The default list is empty, which means that no packages are permitted until a system administrator has added them to this list.
The allowed classes list is comma-separated, for example:
java.util
java.util, java.util.regex, java.text

Setting scripting timeout

An administration user, that is, a user with View System and Manage System activities, can edit the appropriate system property to define the length of time that scripts within a command set or compliance definition are allowed to run without completing before they are stopped:
Scripting - Maximum script execution time
The default script execution limit is 10 minutes, and a system administrator can set a time limit between one and 120 minutes.
If a script within a command set times out, the UOW is marked 'failed'.

Script samples

The following script determines whether a Cisco router's clock is synchronized with an NTP server.

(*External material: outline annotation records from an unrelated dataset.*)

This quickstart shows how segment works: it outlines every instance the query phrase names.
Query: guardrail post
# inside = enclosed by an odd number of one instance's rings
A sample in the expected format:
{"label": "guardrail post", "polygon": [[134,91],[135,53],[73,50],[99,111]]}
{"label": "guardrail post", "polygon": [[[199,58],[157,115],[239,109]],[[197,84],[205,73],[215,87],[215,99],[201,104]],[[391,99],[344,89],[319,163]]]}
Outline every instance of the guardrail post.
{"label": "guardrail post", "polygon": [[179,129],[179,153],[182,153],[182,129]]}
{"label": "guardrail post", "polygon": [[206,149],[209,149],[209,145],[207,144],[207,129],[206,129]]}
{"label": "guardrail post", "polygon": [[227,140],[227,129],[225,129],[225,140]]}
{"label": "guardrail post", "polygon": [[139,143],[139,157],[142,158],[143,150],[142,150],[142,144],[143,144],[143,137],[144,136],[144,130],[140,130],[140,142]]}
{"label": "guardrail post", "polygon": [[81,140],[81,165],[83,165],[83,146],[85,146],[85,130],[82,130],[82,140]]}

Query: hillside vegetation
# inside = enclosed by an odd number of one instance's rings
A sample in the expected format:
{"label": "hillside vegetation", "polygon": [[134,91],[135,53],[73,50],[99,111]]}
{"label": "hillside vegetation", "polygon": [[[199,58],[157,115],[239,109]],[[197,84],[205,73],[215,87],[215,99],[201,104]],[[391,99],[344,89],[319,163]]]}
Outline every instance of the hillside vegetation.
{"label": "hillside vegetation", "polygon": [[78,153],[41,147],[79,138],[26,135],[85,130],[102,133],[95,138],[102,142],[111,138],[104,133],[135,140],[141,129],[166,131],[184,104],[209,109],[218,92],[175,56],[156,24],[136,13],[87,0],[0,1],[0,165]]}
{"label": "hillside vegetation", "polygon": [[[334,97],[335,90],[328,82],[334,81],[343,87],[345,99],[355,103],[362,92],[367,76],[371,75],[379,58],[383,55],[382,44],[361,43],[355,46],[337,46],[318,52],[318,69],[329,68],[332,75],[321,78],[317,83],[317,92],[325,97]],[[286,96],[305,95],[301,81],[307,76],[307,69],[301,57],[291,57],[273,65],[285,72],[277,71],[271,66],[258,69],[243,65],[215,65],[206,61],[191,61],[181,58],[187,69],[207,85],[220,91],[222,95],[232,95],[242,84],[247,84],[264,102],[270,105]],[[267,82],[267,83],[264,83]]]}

If it is not synchronized, the IP address of the unsynchronized master is retrieved and a ping command is issued.
//#javascript
function execute(scriptAuditLogger, deviceInterface, systemInterface) {
    var response = deviceInterface.send("show ntp status", "(Clock is unsynchronized)");

    if (response == null) {
        scriptAuditLogger.info("Clock IS synchronized");
        return true;
    } else {
        scriptAuditLogger.info("Clock is NOT synchronized");
        response = deviceInterface.send("show ntp association", "(#\\d{1,3}\\.\\d{1,3}\\.\\d{1,3}\\.\\d{1,3})");
        if (response != null) {
            var ipAddress = response.substring(1);
            scriptAuditLogger.info("IP address of master = " + ipAddress);
            response = deviceInterface.send("ping " + ipAddress);
            scriptAuditLogger.info(response);
        } else {
            scriptAuditLogger.info("NTP master is NOT configured.");
        }
        return false;
    }
}
The following script finds the IP addresses of a Cisco router's interfaces and performs a naming service lookup for each IP address.
//#javascript
importClass(java.util.regex.Pattern);
importClass(java.util.regex.Matcher);

function execute(logger, device, system) {
    var ipAddresses = device.send("show ip int brie | ex (Interface|unassigned|down)");
    logger.info(ipAddresses);

    var regexpression = "((?:(?:25[0-5]|2[0-4][0-9]|1[0-9][0-9]|[1-9]?[0-9])\\.){3}(?:25[0-5]|2[0-4][0-9]|1[0-9][0-9]|[1-9]?[0-9]))";
    var pattern = Pattern.compile(regexpression, Pattern.MULTILINE);
    var matcher = pattern.matcher(ipAddresses);

    while (matcher.find()) {
        var ipAddress = matcher.group();
        logger.info("Found ip address [" + ipAddress + "]. Performing nslookup...");
        var response = system.executeSystemCommand("/bin/sh", "-c", "/home/icosuser/scripts/nslookup.sh " + ipAddress, "57b0b52e4a43da0591f90d4b7da6f6d189b985bbf4ec787a416104910f7610ac");
        logger.info(response);
    }

    return true;
}
Note: The shell script used in this example, nslookup.sh, was written and saved in the /home/icosuser/scripts directory on the Netcool Configuration Manager server. The script consisted of one line:
nslookup $1
Note: The script's checksum was calculated using the icosutil utility.